Stanford hopes to attract thousands of participants who either have been wearing a smartwatch for awhile and can share past data, or who will start to wear one now and establish a baseline for heart rate. The study is “device-agnostic”; if it’s not a Fitbit, an Apple Watch or Garmin watch with heart rate sensors will work too. Based on all of this data, the goal is to build a new algorithm that could spot unusual patterns in heart rate data, possibly tipping people off to when their bodies have started to fight an infection.
They’re not starting from scratch. That report Snyder published back in 2017, the one that showed a correlation between deviation patterns in physiological signals and the body’s inflammatory response, helped pave the way. Snyder’s team gathered 2 billion measurements from 60 people, all who were wearing consumer smartwatches. A postdoctoral scholar, Xiao Li, developed an algorithm for that study, called the “change of heart” algorithm. Snyder’s latest research will build off of this.
Scripps Research is doing something similar. In late March it put out a call for Fitbit, Apple Watch, Garmin, or Amazfit wearers to download a Scripps-designed mobile app and join a new prospective study called Detect. The researchers say they plan to track participants’ heart rate, sleep, and overall activity patterns to try to detect the emergence of “influenza, coronavirus, and other fast-spreading viral illnesses.”

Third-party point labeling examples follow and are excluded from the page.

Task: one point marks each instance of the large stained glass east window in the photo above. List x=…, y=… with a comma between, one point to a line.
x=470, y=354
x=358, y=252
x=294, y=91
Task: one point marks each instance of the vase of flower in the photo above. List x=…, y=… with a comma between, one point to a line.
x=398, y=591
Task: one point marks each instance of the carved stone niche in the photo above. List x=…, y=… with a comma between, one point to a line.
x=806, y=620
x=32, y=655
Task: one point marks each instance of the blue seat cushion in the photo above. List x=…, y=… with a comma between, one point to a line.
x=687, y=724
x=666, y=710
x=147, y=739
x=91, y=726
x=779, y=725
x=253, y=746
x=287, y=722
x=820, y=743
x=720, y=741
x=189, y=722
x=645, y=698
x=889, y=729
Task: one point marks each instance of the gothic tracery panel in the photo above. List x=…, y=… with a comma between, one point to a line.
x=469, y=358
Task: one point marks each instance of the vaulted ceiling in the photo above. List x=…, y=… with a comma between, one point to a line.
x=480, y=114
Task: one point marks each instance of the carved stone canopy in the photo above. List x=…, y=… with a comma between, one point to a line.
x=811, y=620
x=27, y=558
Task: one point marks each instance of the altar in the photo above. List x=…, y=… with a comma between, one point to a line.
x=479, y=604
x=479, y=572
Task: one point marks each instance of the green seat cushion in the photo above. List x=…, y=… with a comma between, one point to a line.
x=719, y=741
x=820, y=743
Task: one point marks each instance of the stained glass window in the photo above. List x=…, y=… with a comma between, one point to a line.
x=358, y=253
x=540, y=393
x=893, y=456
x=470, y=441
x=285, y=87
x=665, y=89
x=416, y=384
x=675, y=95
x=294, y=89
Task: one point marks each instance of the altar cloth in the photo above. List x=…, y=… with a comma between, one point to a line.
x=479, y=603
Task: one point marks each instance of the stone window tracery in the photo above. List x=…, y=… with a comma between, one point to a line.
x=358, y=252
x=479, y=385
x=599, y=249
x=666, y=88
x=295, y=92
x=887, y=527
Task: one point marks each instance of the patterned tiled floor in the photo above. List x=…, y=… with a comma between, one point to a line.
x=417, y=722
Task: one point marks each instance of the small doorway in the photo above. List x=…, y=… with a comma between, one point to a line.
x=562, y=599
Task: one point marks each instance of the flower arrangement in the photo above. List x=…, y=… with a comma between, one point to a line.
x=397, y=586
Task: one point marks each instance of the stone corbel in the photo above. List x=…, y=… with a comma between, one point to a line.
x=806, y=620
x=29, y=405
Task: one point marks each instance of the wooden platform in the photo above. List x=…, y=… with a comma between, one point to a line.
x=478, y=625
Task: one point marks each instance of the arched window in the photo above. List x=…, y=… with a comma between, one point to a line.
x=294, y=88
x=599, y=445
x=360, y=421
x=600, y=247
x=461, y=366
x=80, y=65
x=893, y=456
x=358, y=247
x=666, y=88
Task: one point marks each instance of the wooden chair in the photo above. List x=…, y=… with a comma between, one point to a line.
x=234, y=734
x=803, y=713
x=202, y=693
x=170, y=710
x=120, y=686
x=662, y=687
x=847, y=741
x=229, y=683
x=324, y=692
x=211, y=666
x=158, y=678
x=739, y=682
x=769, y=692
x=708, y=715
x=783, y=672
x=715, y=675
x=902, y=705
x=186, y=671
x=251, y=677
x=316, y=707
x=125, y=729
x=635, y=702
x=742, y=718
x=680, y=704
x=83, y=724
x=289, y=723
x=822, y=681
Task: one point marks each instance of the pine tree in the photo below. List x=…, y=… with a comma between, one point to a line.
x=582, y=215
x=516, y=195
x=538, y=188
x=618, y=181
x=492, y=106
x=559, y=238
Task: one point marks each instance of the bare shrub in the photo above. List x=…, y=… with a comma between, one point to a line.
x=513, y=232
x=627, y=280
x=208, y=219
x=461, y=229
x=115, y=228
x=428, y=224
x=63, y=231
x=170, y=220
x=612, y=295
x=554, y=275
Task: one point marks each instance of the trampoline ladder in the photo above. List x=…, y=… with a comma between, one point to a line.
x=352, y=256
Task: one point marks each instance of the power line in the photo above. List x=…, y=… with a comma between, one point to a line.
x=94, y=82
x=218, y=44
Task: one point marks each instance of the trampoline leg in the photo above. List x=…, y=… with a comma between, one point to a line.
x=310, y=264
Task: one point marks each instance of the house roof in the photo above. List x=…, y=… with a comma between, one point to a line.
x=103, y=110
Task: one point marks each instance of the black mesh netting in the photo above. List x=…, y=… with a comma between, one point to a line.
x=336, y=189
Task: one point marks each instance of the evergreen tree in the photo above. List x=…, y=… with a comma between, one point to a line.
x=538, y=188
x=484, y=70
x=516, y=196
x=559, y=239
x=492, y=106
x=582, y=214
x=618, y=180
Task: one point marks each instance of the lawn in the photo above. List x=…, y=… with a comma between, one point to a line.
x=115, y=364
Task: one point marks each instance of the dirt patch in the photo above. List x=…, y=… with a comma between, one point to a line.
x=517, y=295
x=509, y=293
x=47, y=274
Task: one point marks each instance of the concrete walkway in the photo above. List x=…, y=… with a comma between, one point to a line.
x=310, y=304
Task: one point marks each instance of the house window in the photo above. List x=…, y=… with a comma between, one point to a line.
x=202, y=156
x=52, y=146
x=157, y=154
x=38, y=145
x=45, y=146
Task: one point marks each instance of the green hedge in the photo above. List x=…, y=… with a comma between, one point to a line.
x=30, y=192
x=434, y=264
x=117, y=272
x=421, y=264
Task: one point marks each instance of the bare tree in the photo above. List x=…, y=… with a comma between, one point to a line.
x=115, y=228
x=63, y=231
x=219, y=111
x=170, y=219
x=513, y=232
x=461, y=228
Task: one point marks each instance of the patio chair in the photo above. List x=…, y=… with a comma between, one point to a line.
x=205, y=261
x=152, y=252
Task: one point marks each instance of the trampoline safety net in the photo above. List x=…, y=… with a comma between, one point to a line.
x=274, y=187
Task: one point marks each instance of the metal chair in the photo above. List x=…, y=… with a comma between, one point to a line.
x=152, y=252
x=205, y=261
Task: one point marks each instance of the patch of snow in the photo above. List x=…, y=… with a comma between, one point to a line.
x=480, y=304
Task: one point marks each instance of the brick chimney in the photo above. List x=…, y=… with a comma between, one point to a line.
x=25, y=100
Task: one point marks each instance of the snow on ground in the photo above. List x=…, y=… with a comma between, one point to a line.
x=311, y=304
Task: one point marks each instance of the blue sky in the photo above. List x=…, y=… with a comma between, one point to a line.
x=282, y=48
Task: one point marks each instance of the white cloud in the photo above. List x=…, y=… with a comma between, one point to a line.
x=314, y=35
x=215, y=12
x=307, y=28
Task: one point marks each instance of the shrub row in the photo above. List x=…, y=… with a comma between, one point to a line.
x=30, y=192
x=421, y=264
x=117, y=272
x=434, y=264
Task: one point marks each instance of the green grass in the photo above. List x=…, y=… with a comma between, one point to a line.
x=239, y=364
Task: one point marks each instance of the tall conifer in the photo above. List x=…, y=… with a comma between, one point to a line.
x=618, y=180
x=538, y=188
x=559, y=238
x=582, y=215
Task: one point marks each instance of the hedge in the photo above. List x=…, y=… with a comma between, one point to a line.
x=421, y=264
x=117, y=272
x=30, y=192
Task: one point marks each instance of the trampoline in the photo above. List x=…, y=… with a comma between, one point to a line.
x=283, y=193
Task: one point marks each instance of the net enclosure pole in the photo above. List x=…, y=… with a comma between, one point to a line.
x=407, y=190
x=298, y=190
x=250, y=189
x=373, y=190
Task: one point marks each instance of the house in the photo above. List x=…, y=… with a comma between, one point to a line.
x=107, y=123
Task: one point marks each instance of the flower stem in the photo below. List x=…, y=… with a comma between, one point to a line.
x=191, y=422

Again, it’s not the first time Scripps has launched this kind of study. But now there’s an added urgency and increased interest on the funding side because of Covid-19. Earlier this year, Scripps, in collaboration with Fitbit, published the results of a two-year study on influenza tracking. The researchers analyzed Fitbit data from more than 47,000 users in five states, paying particular attention to increases in resting heart rate and abnormal sleep patterns; then compared that sensor data to weekly estimates of flulike illnesses at the state level as reported by the CDC. The Fitbit data significantly improved flu-prediction models, the researchers concluded.

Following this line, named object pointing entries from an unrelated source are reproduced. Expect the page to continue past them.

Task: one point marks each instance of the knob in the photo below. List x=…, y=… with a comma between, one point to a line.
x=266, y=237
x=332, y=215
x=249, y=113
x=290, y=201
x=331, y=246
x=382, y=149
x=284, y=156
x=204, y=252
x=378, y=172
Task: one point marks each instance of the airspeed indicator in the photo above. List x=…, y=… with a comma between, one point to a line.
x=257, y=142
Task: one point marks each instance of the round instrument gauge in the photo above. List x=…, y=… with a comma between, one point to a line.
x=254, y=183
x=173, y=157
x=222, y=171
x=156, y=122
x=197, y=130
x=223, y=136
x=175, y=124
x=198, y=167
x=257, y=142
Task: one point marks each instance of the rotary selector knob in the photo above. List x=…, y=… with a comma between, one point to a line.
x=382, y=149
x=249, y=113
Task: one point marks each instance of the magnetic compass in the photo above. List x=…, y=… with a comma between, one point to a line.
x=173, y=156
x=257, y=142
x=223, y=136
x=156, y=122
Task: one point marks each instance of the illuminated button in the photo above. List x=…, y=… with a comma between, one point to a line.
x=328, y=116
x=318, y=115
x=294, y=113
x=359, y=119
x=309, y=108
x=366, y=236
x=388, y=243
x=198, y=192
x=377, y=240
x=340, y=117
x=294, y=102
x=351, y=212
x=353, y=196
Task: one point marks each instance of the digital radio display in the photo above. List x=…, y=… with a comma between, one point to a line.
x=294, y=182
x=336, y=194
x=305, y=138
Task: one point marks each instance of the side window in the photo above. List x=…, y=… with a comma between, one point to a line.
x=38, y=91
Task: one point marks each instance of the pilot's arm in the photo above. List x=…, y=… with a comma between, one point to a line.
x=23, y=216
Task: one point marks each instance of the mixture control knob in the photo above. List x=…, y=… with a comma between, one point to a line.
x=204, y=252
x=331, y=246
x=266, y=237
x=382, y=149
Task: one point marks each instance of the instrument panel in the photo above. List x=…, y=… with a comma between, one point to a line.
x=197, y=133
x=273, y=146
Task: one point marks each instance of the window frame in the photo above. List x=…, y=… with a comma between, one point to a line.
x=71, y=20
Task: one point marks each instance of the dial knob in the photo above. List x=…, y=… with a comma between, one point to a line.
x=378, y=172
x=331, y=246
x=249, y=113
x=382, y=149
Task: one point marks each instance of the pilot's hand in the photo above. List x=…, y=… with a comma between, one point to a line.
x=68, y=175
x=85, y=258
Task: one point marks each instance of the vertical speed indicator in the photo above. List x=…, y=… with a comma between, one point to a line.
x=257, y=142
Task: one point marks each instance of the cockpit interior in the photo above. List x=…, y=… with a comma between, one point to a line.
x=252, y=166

“Our overall goal isn’t Covid-specific. We really want this Detect platform to help public health responders and individuals in the study identify when they’re getting a viral illness, whether it’s Covid-19, flu, or something else,” says Jennifer Radin, an epidemiologist at Scripps’ Digital Medicine Division and the lead author on the previous influenza study. “But I think especially as we go into summer and other respiratory illnesses such as flu decline, more of the cases that we’re seeing that report Covid or flu-like symptoms will likely be from Covid versus other respiratory infections.”
“The basic idea is that in the future, it would be nice if we had some intelligence in our health infrastructure around who’s getting sick where,” says Benjamin Smarr, a bioengineering researcher at UC San Diego. “Individuals want to know that, as a society we want to know that, and these wearables right now are the best way to get that data. So in some ways this is a test case for whether we can rally around Covid as a way of smoothing out public-private partnerships, the ways in which individuals share data, and from there, come up with the physiological patterns that identify Covid.”

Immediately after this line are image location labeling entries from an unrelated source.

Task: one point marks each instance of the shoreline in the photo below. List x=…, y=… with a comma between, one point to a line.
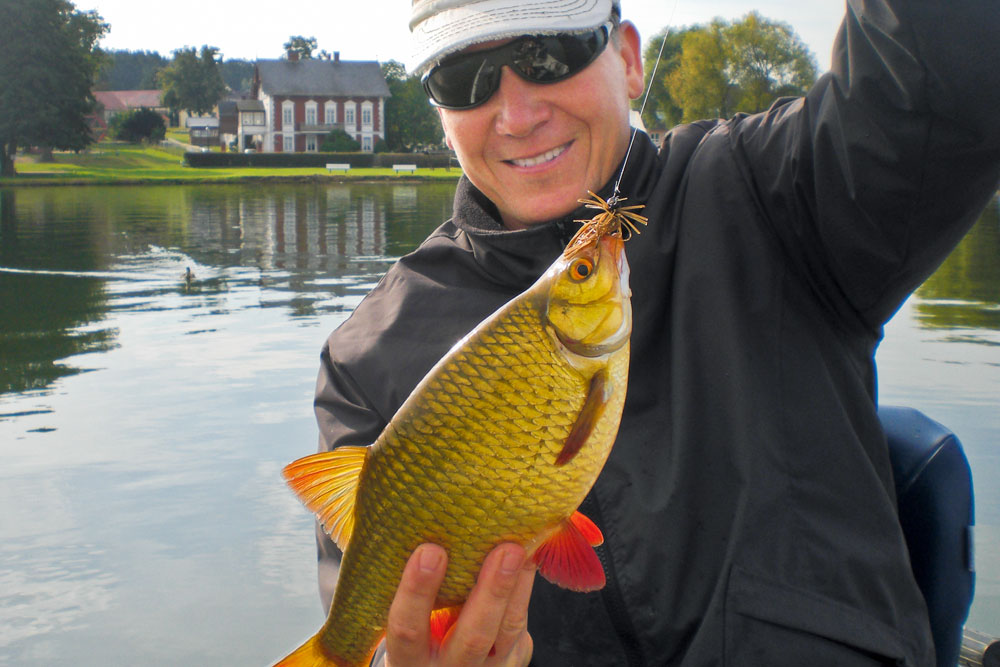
x=27, y=181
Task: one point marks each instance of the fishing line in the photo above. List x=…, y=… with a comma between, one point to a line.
x=649, y=87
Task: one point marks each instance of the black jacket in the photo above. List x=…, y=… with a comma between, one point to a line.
x=747, y=506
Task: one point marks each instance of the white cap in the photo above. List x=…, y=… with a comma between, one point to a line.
x=440, y=27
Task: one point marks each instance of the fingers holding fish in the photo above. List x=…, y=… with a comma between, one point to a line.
x=495, y=616
x=408, y=638
x=492, y=626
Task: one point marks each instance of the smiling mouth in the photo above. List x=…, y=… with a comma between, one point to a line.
x=540, y=159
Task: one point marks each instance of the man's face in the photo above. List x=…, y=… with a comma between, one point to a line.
x=535, y=149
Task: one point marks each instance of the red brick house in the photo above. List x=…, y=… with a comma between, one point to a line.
x=303, y=100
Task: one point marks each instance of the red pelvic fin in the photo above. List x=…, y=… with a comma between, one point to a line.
x=442, y=620
x=567, y=558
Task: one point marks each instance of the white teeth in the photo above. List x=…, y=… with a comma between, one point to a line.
x=539, y=159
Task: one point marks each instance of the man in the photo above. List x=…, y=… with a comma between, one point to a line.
x=747, y=507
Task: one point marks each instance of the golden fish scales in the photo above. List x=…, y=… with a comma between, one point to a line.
x=470, y=459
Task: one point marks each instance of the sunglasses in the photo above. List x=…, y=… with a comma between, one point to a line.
x=466, y=80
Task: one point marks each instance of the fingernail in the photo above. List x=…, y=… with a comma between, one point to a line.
x=511, y=562
x=429, y=559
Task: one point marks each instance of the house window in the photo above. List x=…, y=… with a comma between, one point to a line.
x=252, y=117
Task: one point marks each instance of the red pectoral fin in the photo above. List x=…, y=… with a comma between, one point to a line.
x=567, y=558
x=593, y=408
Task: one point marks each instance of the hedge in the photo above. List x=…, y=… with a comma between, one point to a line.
x=358, y=160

Smarr’s data science lab at UC San Diego has been tapped to process the data that’s being collected as part of the new TemPredict study at UC San Francisco. TemPredict isn’t relying on smartwatches, but smart rings: The $299 Oura ring, which its makers claim is one of the most accurate consumer activity and sleep trackers out there. It tracks respiratory rate in addition to heart rate. USCF plans to provide 2,000 health care workers with the ring, which has to be custom fitted through a take-home kit, and then says it will expand the study to the general population. As with the other studies, the researchers say they’ll build an algorithm to identify “patterns of onset, progression, and recovery, for COVID-19.”
Plus: What it means to “flatten the curve,” and everything else you need to know about the coronavirus.
It may seem obvious, but at this point we’re still a long way from your Fitbit or Apple Watch alerting you that you have Covid-19. Most researchers who spoke to WIRED were careful not to over-promise, emphasizing that these studies with wearables might help identify changes in physiological signals, and that those changes might point to illness, and that could include coronavirus, but that the findings may not be specific to coronavirus.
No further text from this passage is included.